I'm gonna ask Sean to come here and present the next part which is schedule orchestrate and monitor pipelines at scale.

Thank you, Santosh and folks, thanks for joining us today. Santosh has talked about a lot talked about a lot of new amazing things to help you address data integration challenges. Now it is time to talk about our fourth and last pillar and that's really about schedule orchestrate and monitor your data pipelines.

There are some fundamental issues to reliably running data pipelines at scale. In some cases, it can be limited visibility as to what went wrong and why did it go wrong or why is my performance? Not as I'm expecting. They can be hard to build when you need complex dependencies between jobs and want to leverage common parameters across jobs. Often they lack the the flexibility, you want flexibility around timetables, around calendars, around time zones, around what, what holidays are, which are different by country and in some cases, which holidays are actually different within a specific geography, within a country. So they, they lack the flexibility to account for that to support your business. And finally, there's reusability which is really difficult at scale. You know, how can you build data pipelines in the most efficient and reliable way where you can reuse common components. And you're not looking to reuse the wheel every time Apache Airflow has emerged as a fantastic tool to schedule orchestrate and monitor data pipelines.

Amazon Managed Workflows for Apache Airflow as we call it MWAA is a managed service for Apache Airflow that makes it easy to deploy, monitor, connect and secure Apache Airflow at scale without the operational burden of managing the underlying infrastructure with MWAA. You define your data pipelines from the hundreds of open source community available Apache Airflow operators and sensors which include integrations with 16 AWS services and hundreds of third party tools like Apache Spark and Hadoop Apache Airflow has a really dynamic and vibrant open source community and as of last year is Apache Airflow's biggest community by a number of contributors. So it's constantly evolving with new features and new capabilities.

MWAA is is built on this foundation of open source. It's built on a foundation of security with leveraging integration with IAM VPC encryption with customer manage keys or with AWS keys as well as CloudTrail again, integrated with leveraging these, these, these 300 integrations available from the open source community and then easy to deploy, you can deploy it from the console, you can deploy it from the CDK, the CLI CloudFormation, Terraform in multiple different ways that easy to deploy and use. And so Apache Airflow and leveraging MWAA can really help you operationalize your data pipelines at scale.

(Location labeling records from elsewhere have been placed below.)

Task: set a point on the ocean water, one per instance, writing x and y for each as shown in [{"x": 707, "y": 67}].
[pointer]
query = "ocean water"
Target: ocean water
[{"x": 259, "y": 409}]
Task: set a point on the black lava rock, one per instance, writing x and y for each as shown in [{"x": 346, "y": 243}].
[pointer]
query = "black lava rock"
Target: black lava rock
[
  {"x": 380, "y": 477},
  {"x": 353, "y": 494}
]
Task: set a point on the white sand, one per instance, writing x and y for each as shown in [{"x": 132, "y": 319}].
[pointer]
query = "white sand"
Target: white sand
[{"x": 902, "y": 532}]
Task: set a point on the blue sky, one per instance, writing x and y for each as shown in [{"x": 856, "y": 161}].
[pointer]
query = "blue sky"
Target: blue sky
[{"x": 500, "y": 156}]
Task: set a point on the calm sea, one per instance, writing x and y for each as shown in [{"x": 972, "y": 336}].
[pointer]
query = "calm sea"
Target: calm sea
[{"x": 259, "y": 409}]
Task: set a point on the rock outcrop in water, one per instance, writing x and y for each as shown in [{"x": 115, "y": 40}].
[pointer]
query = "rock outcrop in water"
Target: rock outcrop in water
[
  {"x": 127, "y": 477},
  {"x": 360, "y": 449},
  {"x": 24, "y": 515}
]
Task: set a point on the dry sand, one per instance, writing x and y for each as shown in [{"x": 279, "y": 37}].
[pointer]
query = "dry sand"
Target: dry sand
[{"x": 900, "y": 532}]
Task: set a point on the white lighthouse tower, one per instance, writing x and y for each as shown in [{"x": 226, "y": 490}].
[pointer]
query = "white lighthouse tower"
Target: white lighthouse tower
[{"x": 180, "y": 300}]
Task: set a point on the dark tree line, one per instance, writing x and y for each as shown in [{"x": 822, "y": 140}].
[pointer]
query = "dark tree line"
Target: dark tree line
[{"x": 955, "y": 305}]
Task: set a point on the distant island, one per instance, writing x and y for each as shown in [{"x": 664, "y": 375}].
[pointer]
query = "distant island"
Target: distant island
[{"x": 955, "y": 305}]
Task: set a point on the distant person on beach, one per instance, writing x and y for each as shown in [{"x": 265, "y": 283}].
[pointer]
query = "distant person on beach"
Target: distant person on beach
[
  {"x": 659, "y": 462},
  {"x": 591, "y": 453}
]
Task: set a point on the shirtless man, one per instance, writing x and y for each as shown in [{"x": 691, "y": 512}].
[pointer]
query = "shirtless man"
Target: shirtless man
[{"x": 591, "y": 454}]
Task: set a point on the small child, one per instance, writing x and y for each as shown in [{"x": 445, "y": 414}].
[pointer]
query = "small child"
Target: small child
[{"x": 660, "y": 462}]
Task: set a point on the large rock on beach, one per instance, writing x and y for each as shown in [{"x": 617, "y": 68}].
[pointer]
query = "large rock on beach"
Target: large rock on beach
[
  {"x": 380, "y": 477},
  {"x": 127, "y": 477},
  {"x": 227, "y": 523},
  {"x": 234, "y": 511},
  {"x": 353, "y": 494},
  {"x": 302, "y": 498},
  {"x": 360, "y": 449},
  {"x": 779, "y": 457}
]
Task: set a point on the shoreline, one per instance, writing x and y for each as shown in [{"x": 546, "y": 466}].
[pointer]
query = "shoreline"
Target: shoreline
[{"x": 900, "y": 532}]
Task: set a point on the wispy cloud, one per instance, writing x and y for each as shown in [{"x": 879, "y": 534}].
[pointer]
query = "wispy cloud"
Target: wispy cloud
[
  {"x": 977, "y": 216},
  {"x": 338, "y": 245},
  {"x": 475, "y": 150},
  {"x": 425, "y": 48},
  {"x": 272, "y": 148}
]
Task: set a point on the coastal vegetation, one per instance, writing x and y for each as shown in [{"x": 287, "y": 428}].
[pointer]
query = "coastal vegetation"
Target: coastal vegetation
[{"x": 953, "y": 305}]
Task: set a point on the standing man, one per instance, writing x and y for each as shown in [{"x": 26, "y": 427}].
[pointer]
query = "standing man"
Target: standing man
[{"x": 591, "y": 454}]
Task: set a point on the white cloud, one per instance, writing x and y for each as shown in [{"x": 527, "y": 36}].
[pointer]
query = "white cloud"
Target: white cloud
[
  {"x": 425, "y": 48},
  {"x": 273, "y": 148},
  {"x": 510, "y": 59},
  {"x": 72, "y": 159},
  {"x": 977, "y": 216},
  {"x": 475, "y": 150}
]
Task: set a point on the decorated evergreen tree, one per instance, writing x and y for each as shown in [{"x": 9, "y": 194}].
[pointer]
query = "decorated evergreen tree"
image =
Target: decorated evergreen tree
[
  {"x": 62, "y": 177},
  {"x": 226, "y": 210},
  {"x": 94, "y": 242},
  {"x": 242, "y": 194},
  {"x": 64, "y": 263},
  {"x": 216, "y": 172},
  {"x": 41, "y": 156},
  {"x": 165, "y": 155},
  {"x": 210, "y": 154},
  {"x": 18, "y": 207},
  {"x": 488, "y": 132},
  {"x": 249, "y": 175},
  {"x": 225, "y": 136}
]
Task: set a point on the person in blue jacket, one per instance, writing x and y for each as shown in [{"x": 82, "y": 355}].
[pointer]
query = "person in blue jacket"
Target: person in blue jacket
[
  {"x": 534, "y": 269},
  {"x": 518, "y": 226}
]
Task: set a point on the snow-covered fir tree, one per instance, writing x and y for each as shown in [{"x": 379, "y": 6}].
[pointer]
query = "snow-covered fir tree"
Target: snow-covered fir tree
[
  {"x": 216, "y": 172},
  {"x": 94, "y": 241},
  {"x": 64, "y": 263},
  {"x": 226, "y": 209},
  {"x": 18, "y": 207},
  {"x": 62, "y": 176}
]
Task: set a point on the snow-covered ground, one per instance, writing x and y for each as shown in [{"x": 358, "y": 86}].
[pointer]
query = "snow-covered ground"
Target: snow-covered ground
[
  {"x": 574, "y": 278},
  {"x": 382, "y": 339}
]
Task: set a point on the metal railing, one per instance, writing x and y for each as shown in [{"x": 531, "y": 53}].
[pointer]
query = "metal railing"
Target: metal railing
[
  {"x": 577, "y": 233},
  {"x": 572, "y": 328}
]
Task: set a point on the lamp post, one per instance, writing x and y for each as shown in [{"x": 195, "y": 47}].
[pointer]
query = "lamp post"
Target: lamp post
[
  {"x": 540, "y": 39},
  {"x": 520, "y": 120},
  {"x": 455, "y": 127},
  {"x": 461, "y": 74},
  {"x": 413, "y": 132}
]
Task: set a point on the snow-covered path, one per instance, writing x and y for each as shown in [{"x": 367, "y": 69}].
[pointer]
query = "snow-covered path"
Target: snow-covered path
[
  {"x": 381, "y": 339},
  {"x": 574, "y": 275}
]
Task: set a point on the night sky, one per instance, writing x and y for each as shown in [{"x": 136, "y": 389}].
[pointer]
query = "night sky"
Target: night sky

Airflow has a really rich user interface to allow you to visualize and monitor your workflow and workflow executions. The Python based DAGs give you a lot of flexibility in how to support dependencies in relationships either within a single workflow or across workflows within your data pipelines. You can create your own timetables, your own schedules, your own calendars based upon the needs of your business. And you can do that at a workflow level or you know, across all of your workflows and tailor that to meet exactly what you need. And finally, again, you've got over 300 existing integrations with within Airflow today. The ability to take those integrations and customize them easy ability to create your own custom integrations along with the ability to use parameters and create dynamic workflows, really maximize the reusability across your organization of your data pipelines.

In the last week or so. The MWAA team is busy bringing new capabilities and we're really proud to have launched the Apache Airflow 2.7.0.2 which includes deferrable operator support for Amazon and MWAA upgrading to new versions of software is time consuming and hard with MWAA. We make this easy within place version upgrades and we launch new versions of Airflow at a really regular basis to ensure you have the latest features and capabilities.

Earlier this month, we launched Apache Airflow 2.7.0.2 which included over 40 new features including support for deferrable operators, which is a new way that allows you to monitor for for the completion of long running work in a much more efficient and cost effective way. The introduction of start up and tear down tasks. So if you're using ephemeral resources, this is a way to really define and make sure that an ephemeral resource is there when you need it. And as soon as you don't need it anymore, it goes away. So you stop paying for it. Secrets caching to improve or to improve performance and lower costs when you're using a backend secrets manager like AWS Secrets Manager, user interface improvements, more filtering capabilities, better search capabilities, integrated UI with environment health and, and as well built in support for open lineage.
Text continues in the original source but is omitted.